La entrevista que concedió a La Jornada (núm. 5338), el diputado independiente Ebrard, contiene informaciones que obligan a analizar con cuidado las circunstancias económicas y políticas en que se halla inmerso nuestro país, porque los datos erizan los pelos de cualquier ciudadano que esperaría sosiego y no tormentosas angustias en el venidero año 2000. El problema es relativamente conocido por quienes vivimos la crisis de 1995, con el resultado, entre otros, de inducir en el sistema bancario el enorme pasivo que se transfirió al organismo que instituyera el gobierno de la República; hablamos por supuesto del tenebroso, incierto, semioculto y poco claro Fobaproa, transformado hoy por entendimientos entre legisladores priístas y panistas, en el Instituto de Protección al Ahorro Bancario (IPAB). En sus años primos Fobaproa entregó a los bancos pagarés con tasas semejantes a las causadas por Cetes, a fin de evitar la virtual quiebra en que se encontraban, pagarés que el mencionado nuevo IPAB reconoce dentro de los límites que prevén las disposiciones legales que lo sancionaron; el IPAB está obligado a regresar a los bancos los créditos que no quepan en los escudos protectores del ahorro. Pero lo más grave de esa gigantesca operación --en la época en que se realizó fue calculada en alrededor de unos 60 ó 70 mil millones de dólares--, es que tan enorme suma pesa sobre los tributos que paga la población al erario público; es decir, la deuda de los bancos no pasa a su pasivo, sino a los bolsillos de todos los que estamos obligados a formar los recursos del gobierno con parte de los pagos que se nos hacen a cambio de nuestro trabajo gestor de la riqueza social. En términos muy sencillos podría decirse que aquella deuda bancaria, gravemente afectada por irregularidades que van desde acaudalamientos personales inexplicables hasta el financiamiento de falsas victorias electorales, será afrontada, si es posible, con la fuerza del trabajo que cotidianamente sustancia nuestros quehaceres; con nuestras energías físicas e intelectuales solventaremos el faraónico débito que se generó en los bancos mexicanos por motivos que nos son absolutamente ajenos, extraños y aún inaceptables, situación esta que inclina a pensar en una trampa tan descomunal que ni sus propios autores percibieron las dimensiones que tomaría en el transcurso del tiempo.

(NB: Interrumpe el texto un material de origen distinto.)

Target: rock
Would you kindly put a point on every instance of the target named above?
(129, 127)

Marcelo Ebrard informó que según la auditoría en marcha, casi 22 de cada cien pesos de cartera endosada al Fobaproa, corresponden a operaciones irregulares que tendrán que pagar los contribuyentes; no sería imposible que esos 22 pesos aumenten significativamente si se tiene en cuenta que la mencionada cartera ascendía a más de 165 mil millones de pesos, en 1995. Sin afanes especulativos, Marcelo Ebrard hizo saber en su entrevista que la transferencia a Fobaproa, en el renglón irregular monta a 35 mil millones de pesos, lo que exige un esclarecimiento de la conducta tanto de la Comisión Nacional Bancaria y de Valores como de los administradores del Fobaproa, ``por no ver las irregularidades'' o por tomar los créditos sin cuestionamiento alguno.
Las desmesuradas cantidades que giran en torno a los bancos, el Fobaproa, el IPAB, las autoridades y algunos personajes ahora perseguidos por la justicia, demandan explicaciones a la opinión pública aperplejada ante tan negra danza de los millones, en el supuesto desde luego que las explicaciones tendrán que despejar las brumas que ocultan culpabilidades de coreógrafos de la macabra danza de millones, que una mayoría de legisladores acordaron sufragar con el trabajo de actuales y futuras generaciones mexicanas. Asiste en mucho la razón al diputado Ebrard cuando juzga que el costo final del rescate bancario, 84 mil millones de dólares hasta junio, coloca al país en el umbral de una crisis sin precedentes, porque las finanzas públicas caerán enfermas de quiebra potencial, advirtiéndose que al hablar del país se habla de los millones de familias que forman la población, exceptuándose desde luego los 200 ó 300 supermillonarios que gozan, ellos solos, del 80 por ciento del bien común que en términos de legitimidad pertenece a todos los mexicanos.